Rating: 5 Stars
Genre: Mystery and Suspense
File Size: 1310 KB
In The Girl on the Train, Paula Hawkins masterfully lets the reader into the mind of three women. The protagonist, Rachel is an amnesiac drunk, apologizing for actions that she does not recall or own as her own. After returning from lunch inebriated, she loses her job. To keep face, she continues to ride the train to work. As she rides along, she fantasizes about the people who live in the homes on the road along the track. One day, she sees a woman kiss a man who is not her husband. When that woman is murdered, Rachel feels obligated to tell the police what she saw from the train.
Because of her drunkenness, Rachel’s husband Tom leaves her for Anna, the second woman whose POV provides glimpses into the reality on Blenheim Road, the street by the tracks. Anna is terrified of Rachel and her inability to leave Tom and his new family alone.
Megan is the victim. In her story, she is unsatisfied with life, always wanting to move on.
This book deals with difficult themes: alcoholism, substance abuse blackouts, psychological and physical abuse, infidelity. and deceit.
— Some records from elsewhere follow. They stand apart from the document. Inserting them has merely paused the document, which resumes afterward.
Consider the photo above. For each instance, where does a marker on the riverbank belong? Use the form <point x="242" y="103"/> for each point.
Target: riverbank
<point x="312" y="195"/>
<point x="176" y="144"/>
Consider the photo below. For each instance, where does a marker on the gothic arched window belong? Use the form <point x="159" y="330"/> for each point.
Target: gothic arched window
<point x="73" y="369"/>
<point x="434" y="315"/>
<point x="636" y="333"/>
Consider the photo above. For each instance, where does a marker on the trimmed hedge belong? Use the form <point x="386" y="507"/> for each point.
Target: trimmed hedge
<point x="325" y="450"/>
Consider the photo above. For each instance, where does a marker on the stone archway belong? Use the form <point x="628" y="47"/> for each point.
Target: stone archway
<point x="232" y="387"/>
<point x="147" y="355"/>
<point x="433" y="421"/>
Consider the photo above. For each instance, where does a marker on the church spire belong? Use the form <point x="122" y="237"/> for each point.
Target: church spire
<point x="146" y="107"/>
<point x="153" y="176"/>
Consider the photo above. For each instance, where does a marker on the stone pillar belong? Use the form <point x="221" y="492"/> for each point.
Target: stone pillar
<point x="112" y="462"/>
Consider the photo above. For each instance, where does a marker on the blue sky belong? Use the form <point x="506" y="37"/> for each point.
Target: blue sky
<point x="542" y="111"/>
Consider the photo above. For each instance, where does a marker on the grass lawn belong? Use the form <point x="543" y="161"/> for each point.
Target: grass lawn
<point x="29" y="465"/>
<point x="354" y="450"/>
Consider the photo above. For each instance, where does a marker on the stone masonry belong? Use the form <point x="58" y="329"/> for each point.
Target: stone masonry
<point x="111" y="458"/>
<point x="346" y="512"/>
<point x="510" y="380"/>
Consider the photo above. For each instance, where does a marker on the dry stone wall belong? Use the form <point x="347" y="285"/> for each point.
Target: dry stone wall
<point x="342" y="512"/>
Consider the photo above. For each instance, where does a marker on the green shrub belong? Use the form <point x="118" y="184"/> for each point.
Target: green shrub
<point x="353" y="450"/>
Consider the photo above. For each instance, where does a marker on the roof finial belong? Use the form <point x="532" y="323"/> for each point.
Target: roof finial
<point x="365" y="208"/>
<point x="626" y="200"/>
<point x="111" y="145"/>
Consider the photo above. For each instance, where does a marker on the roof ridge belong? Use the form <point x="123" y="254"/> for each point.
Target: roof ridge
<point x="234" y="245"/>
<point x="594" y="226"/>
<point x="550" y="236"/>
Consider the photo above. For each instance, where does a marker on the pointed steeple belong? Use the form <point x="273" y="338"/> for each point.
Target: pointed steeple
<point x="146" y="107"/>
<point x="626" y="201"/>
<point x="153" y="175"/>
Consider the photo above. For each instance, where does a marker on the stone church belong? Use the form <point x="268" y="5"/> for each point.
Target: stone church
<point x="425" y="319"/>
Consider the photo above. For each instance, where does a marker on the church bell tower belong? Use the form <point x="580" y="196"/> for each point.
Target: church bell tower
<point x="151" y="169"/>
As Rachel tries to unravel the mystery about Megan’s murder, she must determine which of her memories are real or fantasized. There are a lot of red-herrings in the story.
I found the first couple of chapters boring, the ramblings of an alcoholic’s mind. As the story developed, I could not put the book down. I loved Ms. Hawkins prose and literary prowess as she weaved the lives of these three women into a gripping tale.